4.) It Didn’t Eliminate the Federal Reserve’s Regulatory Role — Under Dodd-Frank, the Fed gained more regulatory powers. The Fed should be divested of regulatory responsibilities so that it can concentrate on monetary policy.

5.) It Didn’t Promote Private Sector Risk Monitoring — Measures should be taken to increase shareholders’ and creditors’ incentives to monitor and constrain the risk of financial institutions. Reducing deposit insurance and reintroducing double liability, which permits bank shareholders to be called upon in times of crisis to provide additional money to banks, would be one way to increase private risk monitoring.

6.) It Didn’t Effectively Constrain Future Bailouts — Although Dodd-Frank tightened constraints on future bailouts, even greater constraints are needed on the design of and accountability for emergency government rescue programs. Clear, credible constraints would limit moral hazard and lessen the likelihood of harmful government intervention.

7.) It Didn’t Reform Money Market Funds — A run on money market funds during the crisis prompted the government to put a temporary taxpayer-backed insurance program in place. Dodd-Frank avoided the subject. Sensible, workable reforms are needed.

8.) It Didn’t Reform the Repo and Securities Lending Markets — Dodd-Frank failed to address the repo (repurchase agreement) and securities lending markets, which played a substantial role in the financial crisis. Financial firms relied heavily on the repo market, which offers very short-term secured financing. During the crisis, the inability to roll over repo funding wreaked havoc at financial firms, and AIG’s massive, troubled securities lending program contributed substantially to its failure.

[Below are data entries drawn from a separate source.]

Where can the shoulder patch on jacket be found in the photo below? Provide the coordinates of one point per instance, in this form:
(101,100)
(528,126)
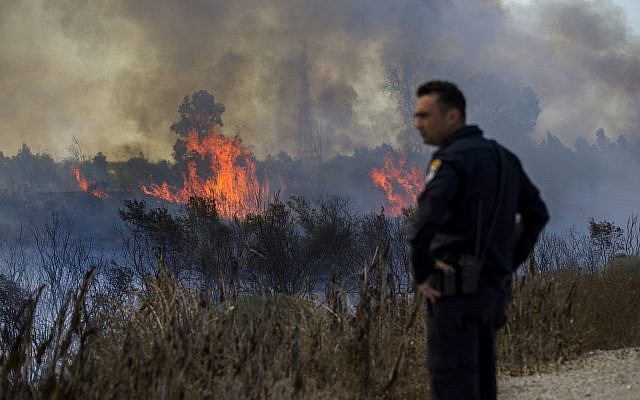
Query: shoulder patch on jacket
(433,169)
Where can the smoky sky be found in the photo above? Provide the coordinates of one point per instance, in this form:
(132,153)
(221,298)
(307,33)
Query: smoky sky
(112,73)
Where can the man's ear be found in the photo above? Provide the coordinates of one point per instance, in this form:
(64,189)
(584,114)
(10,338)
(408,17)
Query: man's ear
(453,115)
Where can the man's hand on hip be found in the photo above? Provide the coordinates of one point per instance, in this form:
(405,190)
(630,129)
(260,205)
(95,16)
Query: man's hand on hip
(426,287)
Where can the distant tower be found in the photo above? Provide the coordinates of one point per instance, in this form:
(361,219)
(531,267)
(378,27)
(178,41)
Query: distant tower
(308,130)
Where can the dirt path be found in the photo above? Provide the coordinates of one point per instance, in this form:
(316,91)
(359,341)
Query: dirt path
(607,375)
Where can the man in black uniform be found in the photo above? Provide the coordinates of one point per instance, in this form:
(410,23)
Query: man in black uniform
(464,246)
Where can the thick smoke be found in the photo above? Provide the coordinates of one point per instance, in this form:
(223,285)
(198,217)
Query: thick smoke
(110,73)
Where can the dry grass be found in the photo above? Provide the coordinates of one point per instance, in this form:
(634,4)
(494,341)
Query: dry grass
(164,344)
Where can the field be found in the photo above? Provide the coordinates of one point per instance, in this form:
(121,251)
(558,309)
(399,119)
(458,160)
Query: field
(162,341)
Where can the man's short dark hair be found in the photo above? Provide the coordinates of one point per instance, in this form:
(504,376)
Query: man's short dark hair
(449,96)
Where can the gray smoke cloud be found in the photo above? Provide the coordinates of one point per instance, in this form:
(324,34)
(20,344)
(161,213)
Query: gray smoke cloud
(112,73)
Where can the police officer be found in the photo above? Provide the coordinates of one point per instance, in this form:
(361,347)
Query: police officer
(464,246)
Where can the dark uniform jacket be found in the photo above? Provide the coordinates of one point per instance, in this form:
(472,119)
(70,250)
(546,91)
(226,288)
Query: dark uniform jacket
(459,199)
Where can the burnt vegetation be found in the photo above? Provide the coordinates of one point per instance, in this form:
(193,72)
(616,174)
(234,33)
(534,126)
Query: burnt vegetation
(307,296)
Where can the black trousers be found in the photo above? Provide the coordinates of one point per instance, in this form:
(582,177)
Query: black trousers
(461,344)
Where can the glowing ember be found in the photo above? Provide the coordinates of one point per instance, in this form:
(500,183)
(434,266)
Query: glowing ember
(230,180)
(87,186)
(401,187)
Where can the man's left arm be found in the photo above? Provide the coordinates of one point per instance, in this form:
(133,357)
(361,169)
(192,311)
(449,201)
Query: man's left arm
(433,202)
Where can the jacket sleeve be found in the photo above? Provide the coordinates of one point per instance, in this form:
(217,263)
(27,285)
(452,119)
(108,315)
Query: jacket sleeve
(433,202)
(534,217)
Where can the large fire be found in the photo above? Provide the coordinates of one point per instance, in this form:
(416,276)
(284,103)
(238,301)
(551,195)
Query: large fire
(400,186)
(88,186)
(231,177)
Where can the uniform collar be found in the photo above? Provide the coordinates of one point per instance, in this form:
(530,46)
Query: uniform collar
(466,131)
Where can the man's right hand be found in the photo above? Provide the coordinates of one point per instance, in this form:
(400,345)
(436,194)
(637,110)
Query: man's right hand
(427,289)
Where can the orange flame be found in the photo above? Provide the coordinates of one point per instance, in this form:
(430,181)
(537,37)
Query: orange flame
(401,187)
(232,181)
(87,186)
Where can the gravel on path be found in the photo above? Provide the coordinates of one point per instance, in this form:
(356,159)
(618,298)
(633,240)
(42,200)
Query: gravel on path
(607,375)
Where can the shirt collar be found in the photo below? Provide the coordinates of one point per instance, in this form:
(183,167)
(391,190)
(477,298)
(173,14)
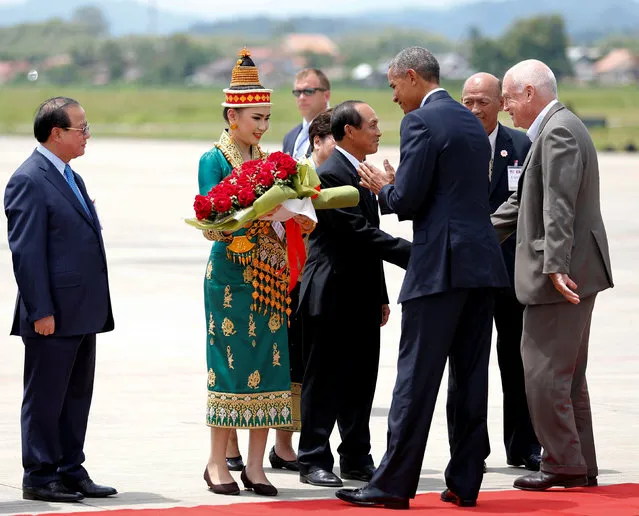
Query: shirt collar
(55,161)
(533,130)
(492,138)
(429,94)
(354,161)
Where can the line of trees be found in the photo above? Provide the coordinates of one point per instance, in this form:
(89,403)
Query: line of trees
(94,57)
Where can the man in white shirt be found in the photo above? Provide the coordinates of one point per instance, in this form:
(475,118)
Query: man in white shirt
(312,91)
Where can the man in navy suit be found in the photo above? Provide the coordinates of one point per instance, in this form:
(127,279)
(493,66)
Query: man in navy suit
(447,295)
(482,95)
(312,91)
(63,300)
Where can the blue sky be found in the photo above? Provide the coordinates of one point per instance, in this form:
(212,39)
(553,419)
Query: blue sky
(225,8)
(282,8)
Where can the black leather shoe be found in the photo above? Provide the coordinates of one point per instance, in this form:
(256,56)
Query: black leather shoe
(531,462)
(369,496)
(321,477)
(450,497)
(226,489)
(90,489)
(363,474)
(260,489)
(52,492)
(235,463)
(278,462)
(541,481)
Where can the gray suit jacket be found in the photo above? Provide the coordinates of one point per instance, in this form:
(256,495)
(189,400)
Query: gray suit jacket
(557,216)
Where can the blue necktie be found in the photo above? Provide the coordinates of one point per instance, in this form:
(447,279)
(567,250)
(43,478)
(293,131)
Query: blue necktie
(302,143)
(68,174)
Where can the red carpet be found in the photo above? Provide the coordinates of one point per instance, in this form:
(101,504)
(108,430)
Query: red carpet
(615,500)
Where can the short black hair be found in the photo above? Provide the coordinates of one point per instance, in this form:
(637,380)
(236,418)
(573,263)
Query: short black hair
(416,58)
(52,113)
(345,114)
(320,126)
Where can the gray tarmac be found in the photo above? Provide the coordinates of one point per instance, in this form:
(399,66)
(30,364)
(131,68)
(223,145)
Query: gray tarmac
(146,433)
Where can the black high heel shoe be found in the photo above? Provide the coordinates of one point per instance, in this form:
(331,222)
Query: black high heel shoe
(227,489)
(278,462)
(234,463)
(259,489)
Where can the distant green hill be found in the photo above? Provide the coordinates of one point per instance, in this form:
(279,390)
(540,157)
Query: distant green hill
(35,41)
(586,20)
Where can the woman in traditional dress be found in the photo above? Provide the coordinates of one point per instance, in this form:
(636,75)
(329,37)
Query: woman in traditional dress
(246,301)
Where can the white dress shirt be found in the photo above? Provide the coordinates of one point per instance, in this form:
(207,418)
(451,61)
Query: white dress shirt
(429,94)
(302,142)
(55,161)
(492,138)
(533,130)
(354,161)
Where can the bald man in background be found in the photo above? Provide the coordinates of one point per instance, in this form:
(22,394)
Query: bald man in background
(482,95)
(561,263)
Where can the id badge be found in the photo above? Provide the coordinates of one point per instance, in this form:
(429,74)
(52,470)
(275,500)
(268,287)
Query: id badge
(514,173)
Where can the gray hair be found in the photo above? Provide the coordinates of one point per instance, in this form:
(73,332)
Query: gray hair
(535,73)
(418,59)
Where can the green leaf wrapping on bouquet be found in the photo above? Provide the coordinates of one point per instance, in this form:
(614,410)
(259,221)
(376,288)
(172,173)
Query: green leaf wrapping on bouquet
(275,196)
(336,197)
(306,183)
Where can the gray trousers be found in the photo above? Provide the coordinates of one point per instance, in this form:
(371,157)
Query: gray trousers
(554,348)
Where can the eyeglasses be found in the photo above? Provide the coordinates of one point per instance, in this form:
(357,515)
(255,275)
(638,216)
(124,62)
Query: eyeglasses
(307,91)
(85,130)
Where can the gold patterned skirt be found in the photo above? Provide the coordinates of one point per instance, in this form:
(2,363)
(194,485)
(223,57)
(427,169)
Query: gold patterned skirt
(249,384)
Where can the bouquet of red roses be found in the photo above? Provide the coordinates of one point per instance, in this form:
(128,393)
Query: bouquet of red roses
(258,187)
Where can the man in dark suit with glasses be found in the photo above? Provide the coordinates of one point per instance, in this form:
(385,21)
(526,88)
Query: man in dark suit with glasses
(312,91)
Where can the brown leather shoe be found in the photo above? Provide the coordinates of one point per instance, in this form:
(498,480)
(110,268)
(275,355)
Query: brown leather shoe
(449,497)
(540,481)
(227,489)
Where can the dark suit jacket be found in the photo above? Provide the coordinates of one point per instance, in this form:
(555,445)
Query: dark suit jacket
(441,185)
(347,248)
(516,144)
(59,260)
(289,140)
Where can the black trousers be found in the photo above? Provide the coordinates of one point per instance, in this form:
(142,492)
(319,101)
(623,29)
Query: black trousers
(341,356)
(58,387)
(456,326)
(519,435)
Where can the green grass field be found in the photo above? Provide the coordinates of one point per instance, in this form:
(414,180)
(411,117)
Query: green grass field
(195,113)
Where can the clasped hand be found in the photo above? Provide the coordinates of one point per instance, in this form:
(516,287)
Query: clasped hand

9.) It Didn’t Improve Capital Regulation — Rather than taking a fresh approach to capital regulation, Dodd-Frank perpetuates the approach that helped to lay the groundwork for the financial crisis. Dodd-Frank should have established straightforward capital regulations that are less susceptible to manipulation and less likely to encourage the financial industry to concentrate its assets in homogenous, risky securities.

10.) It Didn’t Effectively Sever Government Support for Credit Rating Agencies — Dodd-Frank took the positive step of removing rating agency references from statutes and regulations, but it should also have dismantled the government’s rating agency certification system. Instead, it gave the SEC more power to approve or disapprove rating agencies, thus cementing the relationship between the government and approved rating agencies.